戦いの後
…………!
…………!!
―――うるせえな。
俺様を呼ぶ声に、意識が戻ってくる。
……レオン!
―――この、声は……。
「レオン! 起きろよ!」
「……五月蝿い」
目を開けると、目の前には心配そうなキースの顔があった。
「だ、大丈夫か?」
「邪魔だ」
俺はキースを退かして立ち上がる。
軽く頭を振ってみる。
すでに頭痛は止まっているが、まさか気絶するとはな……。
辺りを見回すと、キースとビズラ、餓鬼の3人が心配そうに俺を見ていた。
「……俺はどのくらい寝てた?」
俺の問い掛けには、ビズラが答えた。
「3、4時間、って所じゃ無いか? もう数時間で夜明けだ」
「ケアンは?」
ビズラは、俺の後ろを顎で指した。
振り向くと、ケアンがいた筈の場所には穴があき、下は瓦礫が山となっている。
……死んだか。
「で、一体何があったんだよ? それに、何で俺は生きてるんだ? 確か、ケアンの雷を喰らったと思ったけど……」
俺が考えていると、キースが聞いてきた。
「何がって言われてもな……。

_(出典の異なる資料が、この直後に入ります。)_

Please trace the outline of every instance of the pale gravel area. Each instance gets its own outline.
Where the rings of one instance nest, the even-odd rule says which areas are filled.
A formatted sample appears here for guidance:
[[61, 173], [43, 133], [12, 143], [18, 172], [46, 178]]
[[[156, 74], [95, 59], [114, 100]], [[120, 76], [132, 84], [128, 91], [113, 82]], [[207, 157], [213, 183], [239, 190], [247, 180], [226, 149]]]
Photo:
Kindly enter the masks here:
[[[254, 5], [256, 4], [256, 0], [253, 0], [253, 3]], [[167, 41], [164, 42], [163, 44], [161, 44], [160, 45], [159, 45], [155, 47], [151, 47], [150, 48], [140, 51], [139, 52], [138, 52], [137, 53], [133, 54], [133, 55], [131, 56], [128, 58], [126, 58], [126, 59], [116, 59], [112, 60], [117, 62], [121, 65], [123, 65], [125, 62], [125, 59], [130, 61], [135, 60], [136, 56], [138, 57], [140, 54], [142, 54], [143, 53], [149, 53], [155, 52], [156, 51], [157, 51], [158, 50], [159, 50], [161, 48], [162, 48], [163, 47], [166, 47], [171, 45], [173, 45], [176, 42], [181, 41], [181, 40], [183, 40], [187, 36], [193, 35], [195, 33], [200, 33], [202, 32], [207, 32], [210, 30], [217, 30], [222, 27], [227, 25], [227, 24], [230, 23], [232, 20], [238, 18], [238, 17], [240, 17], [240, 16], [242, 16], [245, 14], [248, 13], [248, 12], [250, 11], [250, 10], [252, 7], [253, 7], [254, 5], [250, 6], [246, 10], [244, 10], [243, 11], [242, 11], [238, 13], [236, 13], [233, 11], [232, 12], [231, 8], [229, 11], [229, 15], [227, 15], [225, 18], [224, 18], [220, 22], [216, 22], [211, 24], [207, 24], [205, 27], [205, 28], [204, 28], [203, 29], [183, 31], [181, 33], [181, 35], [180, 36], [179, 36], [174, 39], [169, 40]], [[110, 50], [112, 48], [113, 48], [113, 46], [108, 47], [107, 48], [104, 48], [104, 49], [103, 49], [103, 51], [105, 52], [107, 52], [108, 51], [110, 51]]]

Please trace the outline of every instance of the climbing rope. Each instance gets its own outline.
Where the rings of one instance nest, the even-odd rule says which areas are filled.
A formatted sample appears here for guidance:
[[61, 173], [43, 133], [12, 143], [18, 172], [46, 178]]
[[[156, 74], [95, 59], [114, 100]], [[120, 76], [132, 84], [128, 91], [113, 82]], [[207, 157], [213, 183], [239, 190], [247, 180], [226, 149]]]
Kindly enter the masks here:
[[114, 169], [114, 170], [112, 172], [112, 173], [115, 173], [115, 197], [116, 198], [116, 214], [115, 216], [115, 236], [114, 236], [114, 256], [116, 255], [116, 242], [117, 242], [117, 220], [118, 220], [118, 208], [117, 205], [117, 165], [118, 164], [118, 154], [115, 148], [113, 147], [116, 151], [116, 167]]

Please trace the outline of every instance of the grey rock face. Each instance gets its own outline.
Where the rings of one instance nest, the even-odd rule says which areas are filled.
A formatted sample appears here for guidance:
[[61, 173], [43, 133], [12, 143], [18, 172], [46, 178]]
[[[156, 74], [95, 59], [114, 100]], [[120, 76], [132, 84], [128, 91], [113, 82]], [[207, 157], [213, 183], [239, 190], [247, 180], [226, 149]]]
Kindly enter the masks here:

俺を侮辱したケアンは殺した。それだけだ」
まさか、気絶するとは思わなかったが。
まあ、親父に掛けられた呪いの事まで説明する気は無い。
案の定、キースは納得していない。
「それだけって……」
それは無視して、もう一つの問いにさらっと答えた。
「お前が生きてるのは、俺が蘇生したからだ」
「へ~…………って、蘇生!? えっ? 何、 俺……一回死んだの!?」
キースは一瞬納得しかけて、慌てて聞いてきた。
正確には、仮死状態だが。
あの時、キースは雷のショックで一時的に心臓が止まっていた。
放って置けばそのまま死んでいただろうが、ケアンを潰す前、軽くキースに触った時に蘇生の呪文を唱えていたのだ。
だが、説明が面倒なので俺は一言で済ませた。
「まあ、そんなようなもんだ」
「そんなようなって……。お前、説明めんどいからって、はしょったろ!?」
「ああ」
「認めんなぁ!! 俺の生死に関わる問題だろ!? 面倒じゃねえよ!」
「……生きてんだから良いじゃねえか」
「うぐっ……。それは、そうだけど……」
キースが言葉に詰まると、ビズラが話を変えた。